All Catalyst Services operate on Microsoft Azure servers that comply with strict international standards. These standards include ISO 27001, ISO 9001, ISO 27017, ISO 27018, C5, Cyber Essentials Plus, DOD DISA L2,L4,L5, FedRAMP, FIPS 140-2, PCI DSS, SEC 17-a-4, SOC 1,2 and 3.

Access to infrastructure at Catalyst is securely controlled via VPN. Access to critical third-party software providers used by Catalyst are limited to senior level employees only and protected by 2-factor authentication.

Data is stored in the EU or US (depending our customer's request) on Microsoft Azure servers and is continuously backed up. Our datacenters are protected by physical access controls, intrusion and fire detection systems and 24/7 professional security staff.

Connections to Catalyst Services are encrypted using 256-bit SSL with integrity assured by the SHA2 ECDSA algorithm.

We have continuous resource and infrastructure access monitoring in operation 24/7, 365 days a year. Any alerts generated by our monitoring system are sent to senior team members immediately and actioned.

All customer data is protected with unique security credentials at each level of transit including data upload, file storage, web application, data processing, and database. Each customer's data is stored in separate dedicated databases to ensure complete isolation of your data.
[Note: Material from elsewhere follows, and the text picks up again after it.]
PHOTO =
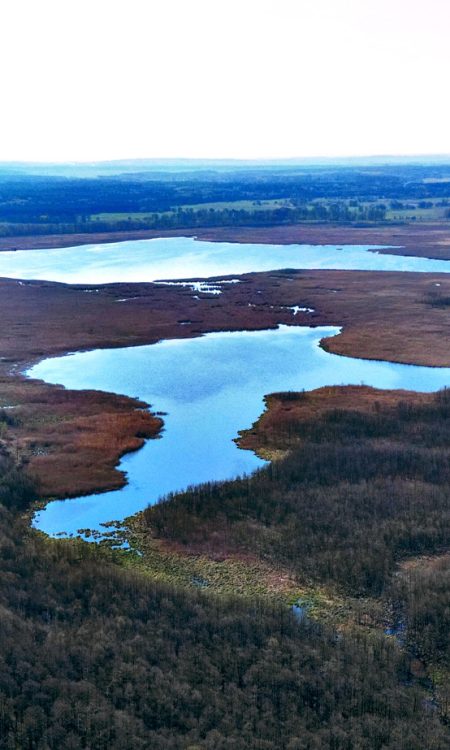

All customer data is backed up every night and stored for thirty days. Production databases maintain point-in-time transaction logs for restoration between scheduled backups.

Our servers on Microsoft Azure comply with applicable EU data protection laws and the incorporates the Article 29 Working Party Model Clauses. You can find more information here

Also see our Privacy Policy for more information.

By default, Catalyst offers leading data security technologies and procedures. However, should customers wish to enhance this further, we offer additional security options. These include:

• IP whitelisting
• On-premise deployments

If you have discovered a security concern, please email us at security@getcatalyst.in. We’ll work with you to make sure that we understand the scope of the issue, and that we fully address your concern. We consider correspondence sent to security@getcatalyst.in our highest priority, and work to address any issues that arise as quickly as possible.

Please act in good faith towards our users’ privacy and data during your disclosure. We won’t take legal action against you or administrative action against your account if you act accordingly: White-hat researchers are always appreciated.